The Voder in 1939 and high-bandwidth input devices

18.37, Wednesday 9 Jun 2021

Computers are pretty low bandwidth when it comes to input. Fingers and and a couple square feet of looking, less with a phone. And not even much nuance. Swipes and taps, no vibrato or punching or feeling texture.

Back in the day, the Voder was the first device for voice synthesis, invented by Homer Dudley at Bell Labs and demonstrated by Helen Harper at the 1939 New York World’s Fair.

Here’s a video of the Voder in action (YouTube, 43 sec).

The user interface:

  • A wrist bar: The operator could select one of two basic sounds (breathing or speaking).
  • A foot pedal: pitch.
  • 14 keys to be used in chords to create various vowels and consonants, with several keys set aside for plosive sounds such as ‘p’ or ‘d’, and the affrictive sounds of the ‘j’ in ‘jaw’ and the ‘ch’ in ‘cheese’.


After months of practice, a trained operator could produce recognizable speech.

Another article:

It was a difficult and unnatural process, and only between 20-30 people ever even learned how to use it.

Our phones must see humans as one big eye and one big finger.

But at this point, 78% of the world’s population has used a smartphone. When can these tiny computers stop catering for new users by default?

Like, could computer input be full-bodied, high bandwidth? I want a computer which is more like a Voder.

I recently heard about vim-clutch which is a foot pedal that makes a particular text editor even more efficient to use (this is a great description from 2018 and here’s the project page).

I think of sewing machines, a device that requires a deftness of touch and also has a foot pedal, and I wonder whether Helen Harper, being the main Voder operator and one of the very few people skilled enough to play it, had experience with one.

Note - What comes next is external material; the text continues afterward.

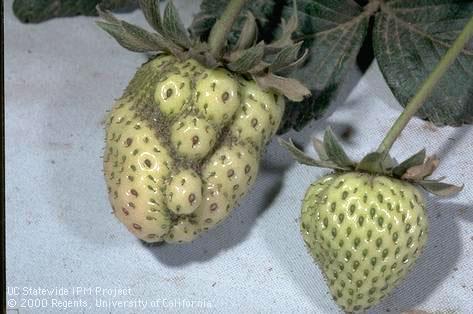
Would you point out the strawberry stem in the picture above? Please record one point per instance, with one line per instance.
(425, 90)
(222, 27)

I’ve had a taste of high-bandwidth input controlling my Mac cursor with my head – which I still use from time to time. My expectation was that I would use head control as an alternative to a mouse, leaning back, but actually I find myself using the keyboard, mouse, head cursor, facial expression triggers, and a little speech-to-text dictation for short phrases all at once. I would like to try a pedal, maybe to switch between “coarse” and “fine” modes. But the interface isn’t really designed for this.